全商連「マイナンバー制度」緊急シンポジウム
全国商工団体連合会(全商連)は7月16日、衆議院第1議員会館内で来年1月から運用が開始される「マイナンバー制度」に関する緊急シンポジウムを開き、税理士や自治体職員、中小業者など220人が参加しました。
マイナンバーシンポを力に延期、廃止を求める運動を進めようとあいさつする全商連の菊池副会長
全商連の菊池大輔副会長が開会あいさつ。「マイナンバー制度の導入により、事業主とマイナンバーを管理する従業員にかかる責任は非常に大きくなる」と実態告発し、「番号通知まであと2カ月に迫っている。問題点をつかみどう行動するかを学んで運動の力にしよう」と呼び掛けました。

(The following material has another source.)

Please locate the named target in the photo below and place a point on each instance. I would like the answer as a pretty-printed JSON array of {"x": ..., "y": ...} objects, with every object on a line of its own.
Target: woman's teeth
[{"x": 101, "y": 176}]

「ナンバー制の基本的な捉え方」と題し、立正大学客員教授の浦野広明税理士が講演。マイナンバーの目的を「複数に存在する個人の情報を“ひとまとめ”にすること」と指摘し、「国家が国民を“番号”で認識することで確実に個人の尊重が損なわれ、憲法13条に違反する」と強調しました。さらに、マイナンバーで資産など個人情報を管理し、「一方的な課税・徴収強化」をすることは「“法律の定めるところにより”納税の義務を負う(マイナンバー法は課税手続きについて定めたものではない)とする憲法30条や、何人も、法律に定められた手続きによらなければ生命、自由を奪われないと定めた憲法31条にも違反する」と述べました。
日本弁護士連合会(日弁連)情報問題対策委員会委員長の坂本団弁護士は「マイナンバー制の法的問題点」と題し報告。マイナンバー制度は(1)規制内容の周知が遅れており、今後の徹底も非現実的(2)警察と税務署は規制の例外(3)日本年金機構が125万件の情報漏えいを起こしたように事故は防げない(4)番号に相違ない旨の申立書で本人確認は可能としており、なりすましが防げない―の4点から「プライバシー侵害」につながると警告しました。
また、政府が導入のメリットに行政効率化を掲げていることに対し、「国税職員が調査・徴収業務に集中すれば2400億円の税収増(職員1人あたり1・3億円)が見込めるというお粗末なもの。メリットなどない」と批判。「利用範囲を拡大すればプライバシー侵害と不正利用の危険性はさらに高まり、安全な制度実施は不可能」と語りました。
税経新人会の奥津年弘税理士は、個人事業者の対応について「お金をかけないで、できることをやる」と解説。政府が求める「安全管理措置」の対応について、自身が策定した取扱規定などの例文を示しながら「従業員の個人情報の流出があったときに事業所の責任を問われないためにも、番号取り扱い記録をしっかりと付けておくことが必要」と語りました。
全商連の遠藤強常任理事は「マイナンバーに悩む中小業者の相談に乗りながら、制度実施を延期させ、中止に追い込む運動を強めよう」と閉会あいさつしました。